En síntesis, Philadelphia nos muestra en la pantalla las vicisitudes por las que pasa el joven y prometedor abogado Andrew Beckett cuando es despedido por el bufete para el que trabaja al conocerse que ha contraído el SIDA. Frente a ese despido improcedente, Beckett decide demandar al despacho para el que trabajaba y librar una feroz batalla contra aquellos para los que trabajó, contra la sociedad, contra los que le rodean y contra todos aquellos que con motivo de su condición de homosexual y de su enfermedad pretenden apartarle de la sociedad. Una batalla que no será sencilla pues, inicialmente, no encontrará abogado que quiera defenderle en el procedimiento hasta que encuentra a quien asume su defensa. Junto a esa guerra por el reconocimiento de la improcedencia de un despido como medio para devolverle la dignidad y el respeto que merece (como persona y como profesional) deberá combatir su propia enfermedad que, a medida que avanza el procedimiento, se va encarnizando con él. El final, los que la han visto ya lo conocen, los que no lo han hecho, para saberlo, deberán verla, contarlo aquí no procede.
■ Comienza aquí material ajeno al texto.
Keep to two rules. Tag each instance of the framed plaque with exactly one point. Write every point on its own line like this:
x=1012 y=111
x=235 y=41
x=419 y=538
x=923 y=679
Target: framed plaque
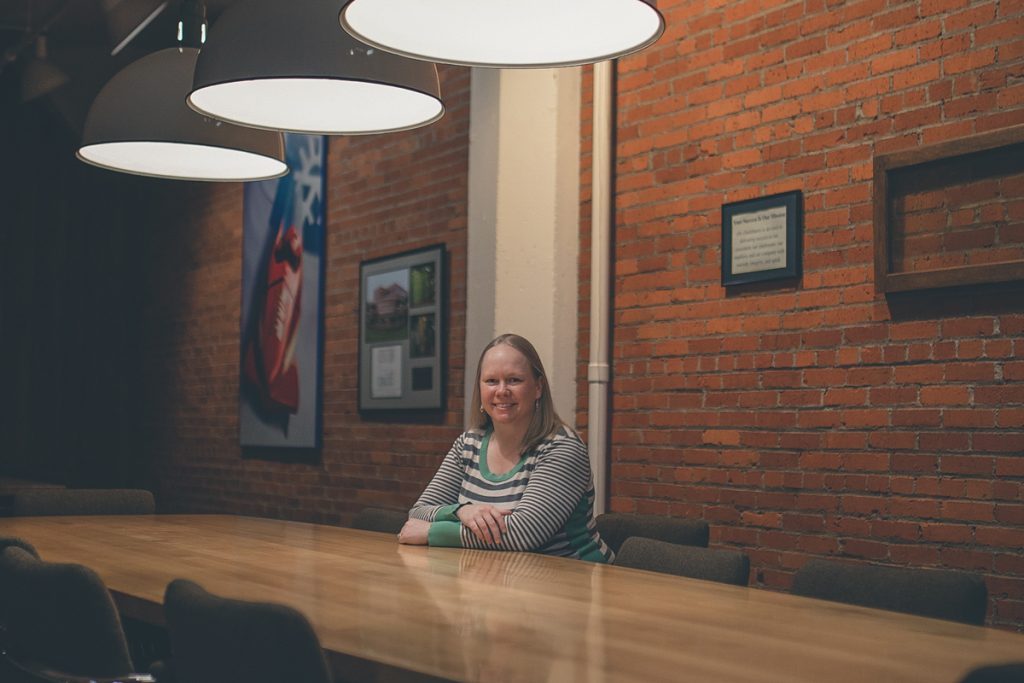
x=762 y=239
Una película rodada sin morbo alguno. Que se limita a ponernos frente a una experiencia vital, la necesidad de recobrar aquello a lo que todos tenemos derecho; nuestra propia dignidad y reconocimiento. La película en cuestión tiene muchos momentos estelares, uno de ellos cuando Beckett explica la famosa aria La mamma morta, interpretada por María Callas, a su abogado (Denzel Washington) quien, a medida que va conociendo a su cliente, va evolucionando personalmente. Esa escena es tal vez una de las más intensas de toda la película. Los entresijos procesales son interesantes y nos muestran la cara amarga, incluso sucia de una profesión más que denostada, pero que, en el caso de esta película, no hace más que mostrarnos, a través de esos tiburones legales, la cara de la sociedad con la que, en realidad, se estaban enfrentando los enfermos de SIDA.
Algunos la tacharon de simplista, de crear dos bandos (los buenos (el enfermo y los que lo apoyan) y los malos (aquellos que creen que debe ser apartado de la sociedad). Yo no lo creo. No me pareció simplista en absoluto. Esta tarde volví a verla, sigue sin parecérmelo. Los bandos existen, en determinadas cosas no caben las medias tintas.
No se pierdan la escena del aria de María Callas, aunque no les guste la ópera e incluso no les guste la Callas.